Re: COBOL Layout parsing
by mAsterdam (Sexton) on Mar 29, 2002 at 09:39 UTC
|
Broomberg:
...write a generic layout parser which includes data conversion.
There is a awful lot of data out there in files stored with COBOL-FD/WS layouts waiting to be extracted and reported, an awful lot of pathological rubbish waiting to be eclectically listed.
In other words: this sounds like a Perl problem of the first hour. There are little languages that deal with such data efficiently but they are quite expensive (Easytrieve plus for instance). Somehow the efforts put into perl dealing with them are either non-existant, non-succesfull or not widely accepted (and thus on CPAN) upto now. These days even Linux is swimming into the pool of z-Series mainframes, so now might be a good time to get this going.

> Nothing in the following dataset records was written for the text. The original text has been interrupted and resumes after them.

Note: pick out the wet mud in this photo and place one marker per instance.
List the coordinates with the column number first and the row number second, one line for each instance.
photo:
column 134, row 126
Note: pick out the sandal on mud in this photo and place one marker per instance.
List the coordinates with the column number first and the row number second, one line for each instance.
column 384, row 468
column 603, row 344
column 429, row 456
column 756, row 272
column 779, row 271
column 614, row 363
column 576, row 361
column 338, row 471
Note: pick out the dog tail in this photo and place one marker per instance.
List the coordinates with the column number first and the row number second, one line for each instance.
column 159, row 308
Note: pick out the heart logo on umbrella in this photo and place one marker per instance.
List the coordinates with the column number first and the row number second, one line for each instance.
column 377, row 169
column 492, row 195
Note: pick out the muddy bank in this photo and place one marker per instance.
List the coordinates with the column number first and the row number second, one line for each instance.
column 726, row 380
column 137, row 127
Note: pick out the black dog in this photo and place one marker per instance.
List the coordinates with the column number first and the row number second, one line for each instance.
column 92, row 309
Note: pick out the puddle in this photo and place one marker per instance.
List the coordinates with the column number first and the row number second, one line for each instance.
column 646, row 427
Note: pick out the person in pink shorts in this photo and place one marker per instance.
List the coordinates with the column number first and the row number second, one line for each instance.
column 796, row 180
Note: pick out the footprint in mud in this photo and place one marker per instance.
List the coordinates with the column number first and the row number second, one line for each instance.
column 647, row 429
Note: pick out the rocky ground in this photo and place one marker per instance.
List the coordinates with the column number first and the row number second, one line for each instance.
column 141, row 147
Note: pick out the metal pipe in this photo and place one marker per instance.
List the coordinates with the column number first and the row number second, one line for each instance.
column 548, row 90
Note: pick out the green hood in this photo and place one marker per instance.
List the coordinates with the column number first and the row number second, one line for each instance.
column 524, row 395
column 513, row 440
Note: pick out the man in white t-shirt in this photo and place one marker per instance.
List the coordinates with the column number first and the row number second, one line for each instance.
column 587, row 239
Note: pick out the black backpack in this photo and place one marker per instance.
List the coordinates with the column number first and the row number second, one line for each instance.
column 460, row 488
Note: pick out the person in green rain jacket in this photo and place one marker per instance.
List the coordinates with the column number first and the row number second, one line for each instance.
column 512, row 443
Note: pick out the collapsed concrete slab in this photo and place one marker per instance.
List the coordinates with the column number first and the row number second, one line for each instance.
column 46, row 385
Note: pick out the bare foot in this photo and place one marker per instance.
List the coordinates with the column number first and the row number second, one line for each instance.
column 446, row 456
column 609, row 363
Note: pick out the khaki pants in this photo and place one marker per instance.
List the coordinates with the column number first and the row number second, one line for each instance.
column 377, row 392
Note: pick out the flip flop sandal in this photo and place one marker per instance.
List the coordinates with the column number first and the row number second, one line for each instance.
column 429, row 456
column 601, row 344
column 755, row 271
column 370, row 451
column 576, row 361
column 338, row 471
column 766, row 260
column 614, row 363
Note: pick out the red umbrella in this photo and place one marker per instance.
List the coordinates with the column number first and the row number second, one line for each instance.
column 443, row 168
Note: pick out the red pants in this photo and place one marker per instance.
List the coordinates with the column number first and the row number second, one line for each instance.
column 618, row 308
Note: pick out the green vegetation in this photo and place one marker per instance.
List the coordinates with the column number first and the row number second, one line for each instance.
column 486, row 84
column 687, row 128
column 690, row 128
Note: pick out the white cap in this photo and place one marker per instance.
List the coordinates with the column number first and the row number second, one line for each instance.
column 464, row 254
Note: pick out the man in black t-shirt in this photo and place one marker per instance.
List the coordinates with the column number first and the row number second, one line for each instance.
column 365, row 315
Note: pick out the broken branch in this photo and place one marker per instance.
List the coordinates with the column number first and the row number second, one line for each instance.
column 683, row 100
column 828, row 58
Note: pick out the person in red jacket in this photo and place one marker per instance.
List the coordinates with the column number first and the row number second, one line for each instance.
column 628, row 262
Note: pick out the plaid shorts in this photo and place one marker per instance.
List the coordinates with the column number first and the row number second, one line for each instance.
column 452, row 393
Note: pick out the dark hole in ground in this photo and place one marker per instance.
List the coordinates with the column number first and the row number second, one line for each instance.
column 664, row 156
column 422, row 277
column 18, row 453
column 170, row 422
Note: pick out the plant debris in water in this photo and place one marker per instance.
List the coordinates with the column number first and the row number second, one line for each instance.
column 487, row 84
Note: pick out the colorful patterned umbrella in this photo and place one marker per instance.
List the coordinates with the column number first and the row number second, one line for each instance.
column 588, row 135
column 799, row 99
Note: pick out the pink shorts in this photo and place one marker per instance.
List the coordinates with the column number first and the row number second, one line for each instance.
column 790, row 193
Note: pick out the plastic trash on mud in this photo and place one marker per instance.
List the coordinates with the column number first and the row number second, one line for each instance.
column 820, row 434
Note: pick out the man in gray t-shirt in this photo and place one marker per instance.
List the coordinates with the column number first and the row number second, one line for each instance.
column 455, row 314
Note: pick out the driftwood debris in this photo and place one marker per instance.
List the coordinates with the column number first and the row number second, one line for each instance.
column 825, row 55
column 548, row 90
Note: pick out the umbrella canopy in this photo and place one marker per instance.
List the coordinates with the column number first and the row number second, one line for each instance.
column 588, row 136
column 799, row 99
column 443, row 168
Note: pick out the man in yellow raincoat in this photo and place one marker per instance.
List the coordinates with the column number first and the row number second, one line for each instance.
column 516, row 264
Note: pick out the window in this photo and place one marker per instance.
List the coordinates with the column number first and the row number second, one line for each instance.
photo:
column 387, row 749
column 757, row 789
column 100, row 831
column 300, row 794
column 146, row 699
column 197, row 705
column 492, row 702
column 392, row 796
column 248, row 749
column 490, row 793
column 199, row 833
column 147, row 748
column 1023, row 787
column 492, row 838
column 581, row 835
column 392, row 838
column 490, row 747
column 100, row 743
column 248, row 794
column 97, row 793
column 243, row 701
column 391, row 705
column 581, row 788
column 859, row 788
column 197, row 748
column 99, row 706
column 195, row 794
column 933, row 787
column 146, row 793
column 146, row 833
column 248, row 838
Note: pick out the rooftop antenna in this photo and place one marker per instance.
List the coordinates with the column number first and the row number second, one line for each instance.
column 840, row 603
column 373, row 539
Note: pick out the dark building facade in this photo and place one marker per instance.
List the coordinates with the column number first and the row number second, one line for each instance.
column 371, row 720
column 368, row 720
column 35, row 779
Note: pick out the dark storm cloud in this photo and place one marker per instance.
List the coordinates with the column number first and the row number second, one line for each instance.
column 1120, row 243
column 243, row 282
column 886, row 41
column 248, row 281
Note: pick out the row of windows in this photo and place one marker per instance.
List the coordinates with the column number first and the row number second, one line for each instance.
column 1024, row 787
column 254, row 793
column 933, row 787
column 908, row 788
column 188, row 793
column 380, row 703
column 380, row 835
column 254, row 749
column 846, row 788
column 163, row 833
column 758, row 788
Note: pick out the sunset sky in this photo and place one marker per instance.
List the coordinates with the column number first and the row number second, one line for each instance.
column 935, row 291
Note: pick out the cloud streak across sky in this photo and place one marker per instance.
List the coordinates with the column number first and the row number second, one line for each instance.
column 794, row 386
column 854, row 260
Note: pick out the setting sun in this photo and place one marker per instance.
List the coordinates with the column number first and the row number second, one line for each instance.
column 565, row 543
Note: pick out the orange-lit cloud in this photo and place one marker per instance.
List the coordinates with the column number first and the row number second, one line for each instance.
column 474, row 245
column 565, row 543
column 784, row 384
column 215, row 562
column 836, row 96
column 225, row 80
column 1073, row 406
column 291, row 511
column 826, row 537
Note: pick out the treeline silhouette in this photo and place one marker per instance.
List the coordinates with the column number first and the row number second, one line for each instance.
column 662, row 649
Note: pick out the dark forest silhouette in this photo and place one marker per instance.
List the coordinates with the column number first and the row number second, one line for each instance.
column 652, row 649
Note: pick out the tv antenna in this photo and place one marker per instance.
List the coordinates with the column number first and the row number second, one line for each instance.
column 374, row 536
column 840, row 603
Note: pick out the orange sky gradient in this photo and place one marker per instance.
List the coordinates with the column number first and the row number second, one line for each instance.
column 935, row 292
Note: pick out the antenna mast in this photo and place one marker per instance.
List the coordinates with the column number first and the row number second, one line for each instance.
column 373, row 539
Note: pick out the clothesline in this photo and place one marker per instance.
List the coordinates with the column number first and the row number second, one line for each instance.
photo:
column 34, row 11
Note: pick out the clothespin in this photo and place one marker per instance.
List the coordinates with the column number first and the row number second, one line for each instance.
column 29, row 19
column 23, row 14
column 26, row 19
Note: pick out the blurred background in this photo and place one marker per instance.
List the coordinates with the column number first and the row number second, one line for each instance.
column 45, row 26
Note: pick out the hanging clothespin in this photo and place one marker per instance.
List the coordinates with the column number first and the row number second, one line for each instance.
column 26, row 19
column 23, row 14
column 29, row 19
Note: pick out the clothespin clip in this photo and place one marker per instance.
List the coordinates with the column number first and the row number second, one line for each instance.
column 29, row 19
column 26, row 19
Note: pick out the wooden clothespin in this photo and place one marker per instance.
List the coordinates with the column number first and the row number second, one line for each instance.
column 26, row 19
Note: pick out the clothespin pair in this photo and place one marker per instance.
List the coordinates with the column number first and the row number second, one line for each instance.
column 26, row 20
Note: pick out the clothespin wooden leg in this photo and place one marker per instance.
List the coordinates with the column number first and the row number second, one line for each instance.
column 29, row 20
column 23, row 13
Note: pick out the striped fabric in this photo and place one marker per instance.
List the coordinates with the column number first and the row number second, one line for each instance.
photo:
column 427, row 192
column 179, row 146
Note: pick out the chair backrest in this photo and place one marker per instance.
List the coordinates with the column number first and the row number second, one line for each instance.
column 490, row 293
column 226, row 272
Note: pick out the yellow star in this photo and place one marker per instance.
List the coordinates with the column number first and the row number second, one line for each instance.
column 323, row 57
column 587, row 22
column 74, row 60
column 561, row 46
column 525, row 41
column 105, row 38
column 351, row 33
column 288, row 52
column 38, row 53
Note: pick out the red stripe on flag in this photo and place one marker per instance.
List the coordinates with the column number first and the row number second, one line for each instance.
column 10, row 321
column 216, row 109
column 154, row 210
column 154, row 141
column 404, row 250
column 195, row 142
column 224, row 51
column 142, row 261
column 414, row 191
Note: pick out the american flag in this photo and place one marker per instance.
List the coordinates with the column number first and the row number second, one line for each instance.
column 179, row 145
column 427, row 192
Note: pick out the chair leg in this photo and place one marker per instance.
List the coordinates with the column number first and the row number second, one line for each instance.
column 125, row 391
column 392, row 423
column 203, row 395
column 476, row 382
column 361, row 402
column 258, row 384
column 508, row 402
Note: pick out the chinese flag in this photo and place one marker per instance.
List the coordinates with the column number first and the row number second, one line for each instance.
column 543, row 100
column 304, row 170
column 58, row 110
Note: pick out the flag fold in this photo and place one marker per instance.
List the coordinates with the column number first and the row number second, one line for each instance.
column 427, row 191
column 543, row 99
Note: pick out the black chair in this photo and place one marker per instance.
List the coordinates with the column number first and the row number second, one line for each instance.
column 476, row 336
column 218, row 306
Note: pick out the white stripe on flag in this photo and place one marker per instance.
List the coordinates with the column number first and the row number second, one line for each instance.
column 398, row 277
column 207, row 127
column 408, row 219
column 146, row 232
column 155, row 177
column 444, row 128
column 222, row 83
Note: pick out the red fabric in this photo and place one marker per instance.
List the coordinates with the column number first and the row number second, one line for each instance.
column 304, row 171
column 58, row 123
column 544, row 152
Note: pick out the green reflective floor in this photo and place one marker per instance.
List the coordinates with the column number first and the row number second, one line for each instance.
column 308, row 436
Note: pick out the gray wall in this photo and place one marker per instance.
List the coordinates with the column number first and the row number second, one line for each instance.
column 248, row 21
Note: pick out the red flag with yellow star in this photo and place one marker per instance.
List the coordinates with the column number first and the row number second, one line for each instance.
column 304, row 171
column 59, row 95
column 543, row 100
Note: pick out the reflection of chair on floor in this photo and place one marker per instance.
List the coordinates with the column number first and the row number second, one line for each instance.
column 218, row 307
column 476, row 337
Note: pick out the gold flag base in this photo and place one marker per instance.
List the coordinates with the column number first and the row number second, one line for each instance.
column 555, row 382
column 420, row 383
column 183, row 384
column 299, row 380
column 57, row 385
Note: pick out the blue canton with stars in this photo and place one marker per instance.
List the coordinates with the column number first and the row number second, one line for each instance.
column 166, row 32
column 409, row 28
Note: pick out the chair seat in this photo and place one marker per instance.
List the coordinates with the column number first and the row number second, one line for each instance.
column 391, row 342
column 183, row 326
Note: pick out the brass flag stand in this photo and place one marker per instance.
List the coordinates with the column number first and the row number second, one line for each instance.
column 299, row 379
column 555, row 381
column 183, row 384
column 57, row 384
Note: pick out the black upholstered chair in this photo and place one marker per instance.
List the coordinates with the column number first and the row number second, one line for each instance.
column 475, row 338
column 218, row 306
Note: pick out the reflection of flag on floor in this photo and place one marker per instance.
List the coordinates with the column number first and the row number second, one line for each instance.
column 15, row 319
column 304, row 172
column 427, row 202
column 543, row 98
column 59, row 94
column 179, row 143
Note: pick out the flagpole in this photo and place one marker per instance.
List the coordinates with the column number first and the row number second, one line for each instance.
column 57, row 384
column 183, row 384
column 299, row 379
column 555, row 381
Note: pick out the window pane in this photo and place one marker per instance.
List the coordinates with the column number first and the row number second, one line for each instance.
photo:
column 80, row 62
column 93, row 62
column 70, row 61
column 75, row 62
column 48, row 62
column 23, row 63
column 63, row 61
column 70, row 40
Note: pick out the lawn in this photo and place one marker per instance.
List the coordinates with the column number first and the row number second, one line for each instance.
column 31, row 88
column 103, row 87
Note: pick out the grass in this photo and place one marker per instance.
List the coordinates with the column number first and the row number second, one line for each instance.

I for one would be very interested.
What modules would be necessary in a good COBOL-data toolkit? | [reply] |
|
Hmm.
I guess I'd start the discussion by showing a COBOL
layout, and then pointing to the pieces that would need
to be dealt with.
We'd need an object that took the layout as a create
arg. It would parse out all the fields, setting up
a array of field objects. Each field object would
have enough info to read/understand that field type.
I'd have a higher level structure that would take
into account the physical read/unpack of the data,
which would then be mapped back to the individual fields.
In the case of 'redefines', I'd need a higher level parent
object, then children that refer back to it, into pieces
of it. We can't just chunk out the data since either
object modifying it should be modifying the same
data.
In the case of 'occurs', we'd need arrays of objects.
If the data has no 'comp' fields, I can do an EBCDIC
to ASCII conversion of front to the entire record.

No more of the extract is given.